Keeping up with the Kims: Potential power struggle brewing in North Korea, says diplomat
There is a potential “power struggle” brewing between the members of North Korea’s first family over the succession to the supreme leader’s throne, according to a former diplomat.
Kim Jong-un’s firebrand sister Kim Yo-jong was rumoured to be the next in line before the supreme leader’s daughter made her public debut.
Kim Ju-ae, the supreme leader’s second and “most beloved” child, believed to be just 10 years old, was first seen in public at a missile launch with Mr Kim last year.
Prior to that launch, the only confirmation of her existence had come from former American basketball player Dennis Rodman, who spent time with the supreme leader’s family during his visit to North Korea in 2013.
Since the launch, Ju-ae has been seen at a number of events accompanying her father, with the latest appearance being at a two-day “combined tactical drill to substantially bolster the country’s war deterrence and nuclear counterattack capability”.
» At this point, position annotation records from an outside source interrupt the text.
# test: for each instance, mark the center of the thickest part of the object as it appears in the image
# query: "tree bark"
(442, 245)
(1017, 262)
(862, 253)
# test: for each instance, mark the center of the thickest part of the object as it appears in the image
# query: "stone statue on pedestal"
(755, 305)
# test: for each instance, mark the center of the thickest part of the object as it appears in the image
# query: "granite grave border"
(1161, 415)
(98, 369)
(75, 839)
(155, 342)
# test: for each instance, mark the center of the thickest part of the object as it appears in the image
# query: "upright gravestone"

At a major state event in February, the daughter was seen walking side-by-side with the supreme leader, while Mr Kim’s wife, Ri Sol-ju, trailed.
“Kim Yo-jong is at the center of the regime and is a close aide to Kim Jong-un, handling a lot of tasks of North Korea and Ri Sol-ju is worried that, while her children are very young, Kim Yo-jong is overly active,” Ko Young Hwan, one of Pyongyang’s top diplomats who defected in 1991, told Newsweek.
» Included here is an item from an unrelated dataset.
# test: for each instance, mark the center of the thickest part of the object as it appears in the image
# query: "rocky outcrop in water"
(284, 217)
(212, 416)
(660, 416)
“So, I think some kind of power struggle is going on between Kim Yo-jong and Ri Sol-ju,” he said.
The supreme leader’s youngest sister climbed the ranks to become the vice director of the ruling Korean Workers’ Party Propaganda and Agitation Department. However, Mr Kim’s focus shifted to his 10-year-old amid speculation that he is grooming his daughter to become his family’s fourth-generation heir.
Kim Jong Il reportedly showed off Kim Jong-un, his youngest son, in 2010, only about a year before the latter was anointed leader.
The decision to introduce his daughter was taken by Mr Kim “to imply the fourth-generation power transfer to senior officials and military elite as well as, externally, that Kim Jong-un wants to portray his image as ‘daddy’, loving his own daughter and caring for the future of the nation,” the diplomat said.
Showing off Ju-ae alongside Mr Kim at missile sites, live-fire launches and military events indicates he “thinks that the transfer of nuclear weapons to the future is a means to protect his own nation and he wants to portray that image”.
Since Ju-ae’s public introduction, Ms Kim has been “sidelined” leading to a tiff in the family, Mr Ko said.
He pointed out that insider frictions leading up to Ju-ae’s public debut were the reason behind an alleged altercation between Ms Kim and influential former Propaganda and Agitation Department Director Kim Ki Nam.
Ms Kim is rumoured to have shouted and thrown documents during the dispute and was “very angry”, Newsweek reported.
Ms Kim’s absence from state media coverage during key events has been evident and watched by “all Koreans”, which proves that “Kim Yo-jong is losing ground to Kim Ju-ae”, the diplomat pointed out.